Must have it?
Acquisition anxiety – how our constant need to acquire things is hurting us
Picture the scene. You’re walking through a beautiful village in the countryside. The sun is shining, the birds are singing and the whole scene is idyllic. What is the first thought that enters your mind? Is it something along the lines of “I feel happy to be alive” or it is more like “I wonder how much that divine 2-bedroom cottage is?”?
There seems to be something about modern life, perhaps in middle age when one has greater affluence, that makes it hard for people to just experience and enjoy things in their own right, and instead leads to them wanting to acquire them.
It would be tempting to label this thinking with the pejorative adjective of ‘childish’, yet it is quite clearly anything but, as I certainly didn’t have this tendency when I was younger, yet now I can see it in many of my friends and – to my great shame – in myself sometimes.
This need to acquire things isn’t just driven by an actual desire for the item under discussion (although it may be to some extent) – it’s also driven by a more defensive impulse – the fear of losing ground to other people and the desire to keep up with others in a competitive world.
We see the world as a race to maximise our own resources (in competition against everyone else), and in such a highly competitive worldview we become afraid of not making the most of our opportunities and losing ground on other people.
This leads to everyone feeling a pressure to acquire, protect or monetise things – from houses to new ideas – in fear of them being snapped up by someone else or rising in value because of the market so that they’re unaffordable in future. It’s a similar reaction to throwing your arms around possession defensively and shouting ‘it’s mine!’.
This isn’t simply a form of status anxiety – it’s a form of ‘acquisition anxiety’, jostling for resources within a highly competitive environment.
And this pressure never ends – as even when we have reached the enviable position of having a perfectly good house, we may be anxious about taking the next step to buy another one or a bigger one, in order to make the most of the decent position we have got ourselves into – even though in our hearts we may be perfectly happy with what we have and realise that this is adding unnecessary pressure and distraction to our lives.
Why does it matter?
This acquisition anxiety is a powerful influence in our lives and can have a range of negative effects on us. It reduces life to a series of acquisitions and our success in living to our ability to gain more material goods, which most of us know by now is no way to gain fulfilment. It distracts us from the things that really matter in life, including appreciating the experience of living itself. It stops us from being content with what we have. It also creates a massive level of self-imposed stress and pressure for us to endure.
The development of this trait isn’t simply a product of middle age, as it isn’t confined just to people in this group.
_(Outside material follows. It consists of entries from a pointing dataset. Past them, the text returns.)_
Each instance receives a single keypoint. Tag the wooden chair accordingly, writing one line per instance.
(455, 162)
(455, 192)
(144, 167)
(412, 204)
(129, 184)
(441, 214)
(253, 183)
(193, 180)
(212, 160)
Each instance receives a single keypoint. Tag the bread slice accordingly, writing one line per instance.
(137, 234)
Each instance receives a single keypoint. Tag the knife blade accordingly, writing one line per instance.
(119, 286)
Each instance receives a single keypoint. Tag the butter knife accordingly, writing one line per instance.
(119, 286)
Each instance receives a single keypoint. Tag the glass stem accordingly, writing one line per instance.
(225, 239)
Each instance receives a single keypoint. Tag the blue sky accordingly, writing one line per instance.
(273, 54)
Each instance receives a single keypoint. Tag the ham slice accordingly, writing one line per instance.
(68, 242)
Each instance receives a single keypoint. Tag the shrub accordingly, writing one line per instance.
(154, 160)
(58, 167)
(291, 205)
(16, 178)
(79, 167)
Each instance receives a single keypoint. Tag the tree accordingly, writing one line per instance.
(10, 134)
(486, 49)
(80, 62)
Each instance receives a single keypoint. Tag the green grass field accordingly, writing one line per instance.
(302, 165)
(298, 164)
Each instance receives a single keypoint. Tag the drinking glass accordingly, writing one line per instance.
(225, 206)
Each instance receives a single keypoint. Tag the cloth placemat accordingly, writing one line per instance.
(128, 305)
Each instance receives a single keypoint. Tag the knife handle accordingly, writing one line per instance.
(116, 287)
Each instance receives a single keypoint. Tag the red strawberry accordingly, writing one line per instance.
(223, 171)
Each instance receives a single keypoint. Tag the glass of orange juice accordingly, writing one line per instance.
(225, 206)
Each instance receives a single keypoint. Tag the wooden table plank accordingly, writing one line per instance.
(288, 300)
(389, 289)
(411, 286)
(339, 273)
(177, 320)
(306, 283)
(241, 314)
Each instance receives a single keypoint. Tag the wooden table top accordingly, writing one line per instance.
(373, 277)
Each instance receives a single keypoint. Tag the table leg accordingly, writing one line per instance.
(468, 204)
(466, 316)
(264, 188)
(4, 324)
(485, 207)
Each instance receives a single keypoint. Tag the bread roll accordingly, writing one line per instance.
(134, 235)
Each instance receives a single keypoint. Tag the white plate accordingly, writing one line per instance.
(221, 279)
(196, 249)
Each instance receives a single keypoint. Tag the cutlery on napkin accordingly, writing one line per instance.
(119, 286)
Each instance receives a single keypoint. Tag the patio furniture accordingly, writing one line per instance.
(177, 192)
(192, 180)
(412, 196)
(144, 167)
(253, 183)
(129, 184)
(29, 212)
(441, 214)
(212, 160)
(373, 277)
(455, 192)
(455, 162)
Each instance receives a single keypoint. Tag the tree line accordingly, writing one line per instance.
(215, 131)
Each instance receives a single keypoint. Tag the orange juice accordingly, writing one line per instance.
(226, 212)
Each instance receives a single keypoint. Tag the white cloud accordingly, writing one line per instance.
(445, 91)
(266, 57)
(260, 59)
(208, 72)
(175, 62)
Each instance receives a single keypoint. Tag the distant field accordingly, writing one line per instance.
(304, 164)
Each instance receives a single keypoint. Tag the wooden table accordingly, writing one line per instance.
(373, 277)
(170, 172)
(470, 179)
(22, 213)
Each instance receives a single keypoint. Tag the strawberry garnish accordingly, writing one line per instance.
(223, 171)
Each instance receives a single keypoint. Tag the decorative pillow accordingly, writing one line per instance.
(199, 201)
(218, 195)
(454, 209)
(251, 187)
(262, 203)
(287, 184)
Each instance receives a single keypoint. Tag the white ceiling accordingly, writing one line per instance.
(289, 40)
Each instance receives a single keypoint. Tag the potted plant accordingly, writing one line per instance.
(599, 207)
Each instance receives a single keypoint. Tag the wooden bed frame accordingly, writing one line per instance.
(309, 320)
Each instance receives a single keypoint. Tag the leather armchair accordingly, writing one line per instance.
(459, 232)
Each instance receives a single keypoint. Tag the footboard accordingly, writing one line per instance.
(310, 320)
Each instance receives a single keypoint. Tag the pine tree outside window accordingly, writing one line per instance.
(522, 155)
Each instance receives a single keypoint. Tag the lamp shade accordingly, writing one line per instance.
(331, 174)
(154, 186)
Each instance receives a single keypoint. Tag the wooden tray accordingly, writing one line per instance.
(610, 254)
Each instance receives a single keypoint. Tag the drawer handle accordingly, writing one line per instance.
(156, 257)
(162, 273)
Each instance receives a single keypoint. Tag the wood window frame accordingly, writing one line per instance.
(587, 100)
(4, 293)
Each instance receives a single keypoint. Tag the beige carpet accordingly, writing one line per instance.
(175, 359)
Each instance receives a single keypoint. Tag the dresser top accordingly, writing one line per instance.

Instead, it reflects a broader and worrying cultural trend – namely, that neo-liberal, market-led thinking now dominates our culture so much that it has seeped in to influence our own individual worldviews.
How can we change things?
We mentioned earlier that this ‘acquisition anxiety’ was a feature of jostling for resources within a highly competitive environment.
Some of the resources in the modern world (like houses in the UK) are finite, but others (like ideas) are not. The immediate issue is not with the availability of resources though, but rather with the culture of extreme individualistic competition, and if we got rid of this toxic atmosphere we would remove much of the ever-accelerating ‘race to the bottom’ that we are currently on.
The world doesn’t have to be hyper-competitive like this but for the past 30 years global thinking has been dominated by a neoliberal market-led view of economics and this has seeped into every area of society, including our own worldviews and attitudes as individuals.
We need a different economic model to drive a shift in culture away from neoliberal individualism and towards greater compassion, collaboration and a fairer distribution of wealth. See my book ‘Modern Life – as good as it gets?’ for more thoughts on what such a world might look like and how we could get there.
This cultural shift would not only make life a great deal more pleasant and fulfilling for the majority of the world’s population (including us in the west) but would also provide a more viable way forward for a world with an ever-increasing population to share resources between. The alternative may be chaos and breakdown – or a dystopian picture of a future where 1% have all the resources and the other 99% have very little.
A final aside, on the specific issue of housing. Aside from the broader shift in thinking outlined above, we need to protect certain resources from the competitive pressure of the marketplace – and this includes housing. The UK is one of the most inflated housing markets in the world – in part due to scarcity but also further inflated by second home ownership, the buy-to-let market and other symptoms of an extreme, marketised housing system.
We should therefore ease the pressure on the UK housing market, not just by building more houses, but by seeing decent housing as a basic right for everyone, and therefore beyond the reach of the market – so that people are not able to own more than one property. This would help to take the heat out of the housing market and lead us towards a saner vision of housing – one that is held in many other European countries.